Jonathan Majors and Glen Powell fly High in True Story of Korean War Fighter Pilots

DIRECTED BY J.D. DILLARD/2022

It could be said that Lt. Jake “Hangman” Seresin (Glen Powell) is the rightful main character of this year’s inexplicably huge hit Top Gun: Maverick.  Alas, the previous generation didn’t bother to get out of the way, and a version of history repeated itself.  That high-flying remake of sorts has scored to the tune of nearly $1.5 billion globally and climbing.  So, if movie audiences are so keen for familiar fighter-pilot yarns with Glen Powell, it stands to reason that the new Korean War-set film Devotion ought to massively ignite the box office all over again.  It won’t, but it stands to reason, nonetheless.

Devotion, right down to its terrible nondescript title, may not appear to be anything noteworthy.  Going in, I certainly had low expectations.  Therefore, it was a pleasant surprise that the film unspooled with the ace charisma and craftsmanship that’s on display throughout.  With its warmly old-fashioned sensibility of service and brotherhood realized through a contemporary sheen, as well as several scenes of impressively practical airborne action, Devotion is something of a breath of fresh oceanic air.   Walking out of the screening, I remarked, “Give this director (J.D. Dillard) a Star Wars already!”  Little did I know then that Dillard was indeed lined up to helm an outing in that galaxy far, far away, but has reported that the opportunity has crashed and burned.  With Star Wars– a saga of second chances, among other things- no one is ever truly gone.  

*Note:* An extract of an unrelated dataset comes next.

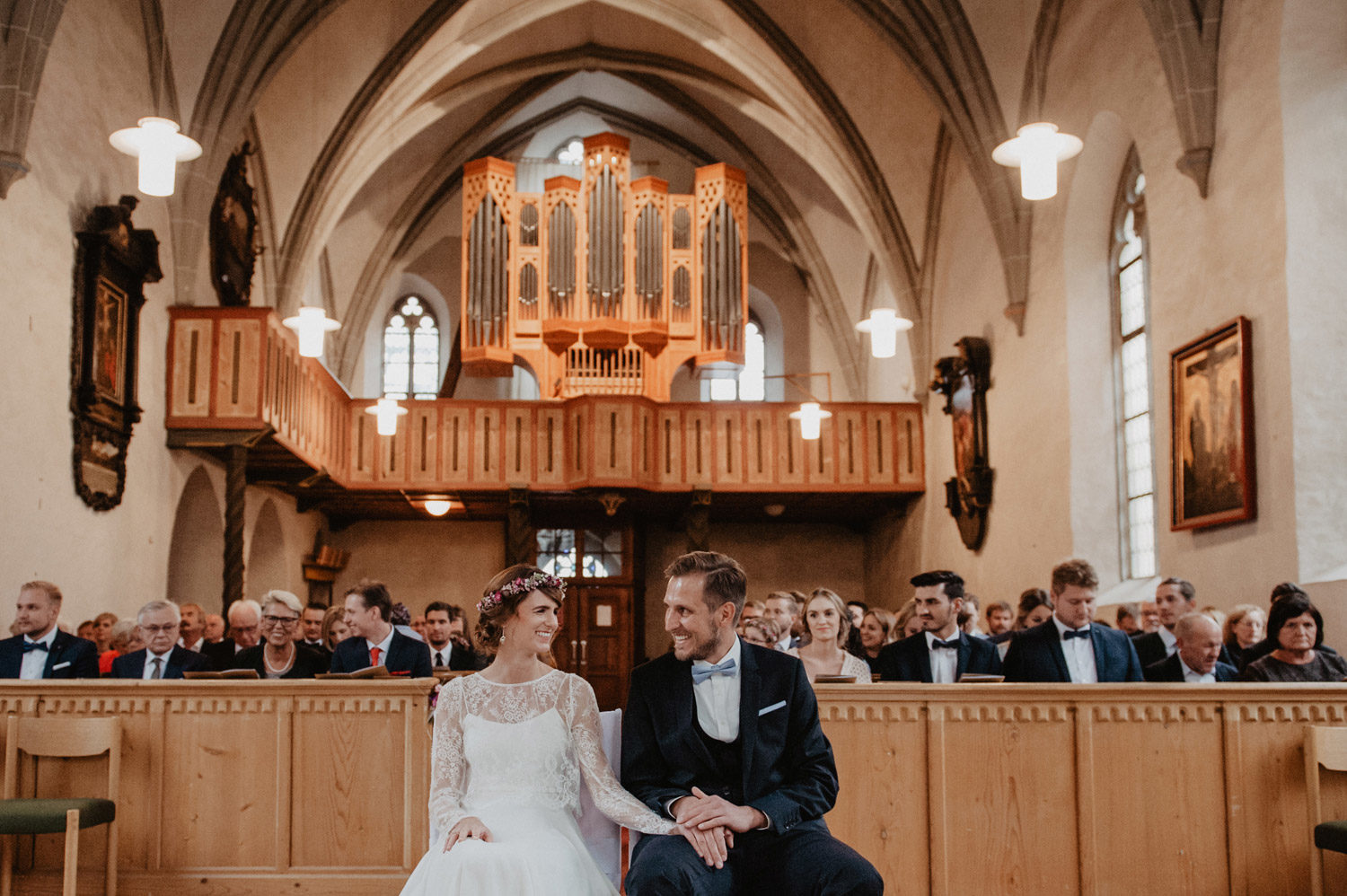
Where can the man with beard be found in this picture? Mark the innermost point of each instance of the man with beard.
(725, 739)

Unfortunately, the same cannot be said of Ensign Jesse L. Brown, the lead character of Devotion and the first African American aviator for the U.S. Navy.  Future Marvel Studios threat de jour Jonathan Majors sturdily anchors the man’s mid-century-set story while Powell (also an executive producer for the project) lands well as his best friend and fellow flyer Tom Hudner.  Another cohort, Marty Goode, is played by recording star Joe Jonas.  Thomas Sadoski is their unit’s sympathetic captain Dick Cevoli who recognizes the formidable skills of Brown.  When they’re all deployed for service aboard an aircraft carrier amid the Korean conflict, his top concern is that everyone makes it home alive.  This, though, is not that story.

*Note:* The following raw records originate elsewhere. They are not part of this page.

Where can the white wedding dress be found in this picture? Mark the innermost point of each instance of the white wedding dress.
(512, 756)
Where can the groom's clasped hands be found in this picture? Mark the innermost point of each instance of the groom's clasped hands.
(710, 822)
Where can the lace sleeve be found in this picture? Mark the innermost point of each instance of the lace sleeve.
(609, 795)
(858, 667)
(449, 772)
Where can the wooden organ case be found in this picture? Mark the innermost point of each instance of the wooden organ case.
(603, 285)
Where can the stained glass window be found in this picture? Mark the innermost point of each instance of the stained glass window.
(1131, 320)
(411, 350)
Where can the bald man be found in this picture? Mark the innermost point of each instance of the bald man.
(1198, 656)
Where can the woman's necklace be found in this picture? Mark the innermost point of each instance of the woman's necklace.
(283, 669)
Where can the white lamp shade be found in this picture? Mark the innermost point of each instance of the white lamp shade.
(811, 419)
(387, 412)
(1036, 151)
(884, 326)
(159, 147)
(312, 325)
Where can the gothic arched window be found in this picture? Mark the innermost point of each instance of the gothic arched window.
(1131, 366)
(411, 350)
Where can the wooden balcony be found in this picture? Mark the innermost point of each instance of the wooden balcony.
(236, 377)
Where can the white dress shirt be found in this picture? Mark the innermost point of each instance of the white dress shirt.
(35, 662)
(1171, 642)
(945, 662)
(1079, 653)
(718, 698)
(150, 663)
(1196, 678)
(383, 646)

In recreating the seventy-years-ago past, Dillard goes all in with a pervasive aesthetic of grey/greenish blue interiors and sun-gleamed clear-skied exteriors.  The color palette is so controlled (nary a glimpse of red is ever seen) that Devotion almost registers as a black and white movie.  It does go vivid for a great little shore leave sequence in which the guys cross paths with none other than superstar Elizabeth Taylor (Serinda Swan), whose concurrent coverage by Life magazine photographers assures our men in uniform a certain cultural cache going forward.  A night of dancing, gambling, and flirting with Liz follows at her insistence.  Soon enough, it will be back to the air.

Devotion, though occasionally marred by infringing contemporary sensibilities (a fellow African American naval man encouragingly approaches Brown to let him know that “the other brothers and I… we see you”.  It was not easy being a Black man in the 1950s, particularly in an all-white unit.  But, come on…!), is a fully satisfying throwback that is, at times, quite striking on the big screen.  Providing the lack of Tom Cruise-fueled nostalgia doesn’t keep Devotion grounded, Jesse Brown’s story of sacrifice and service should strike multigenerational chords and zip across color barriers.  This is one danger zone that was real.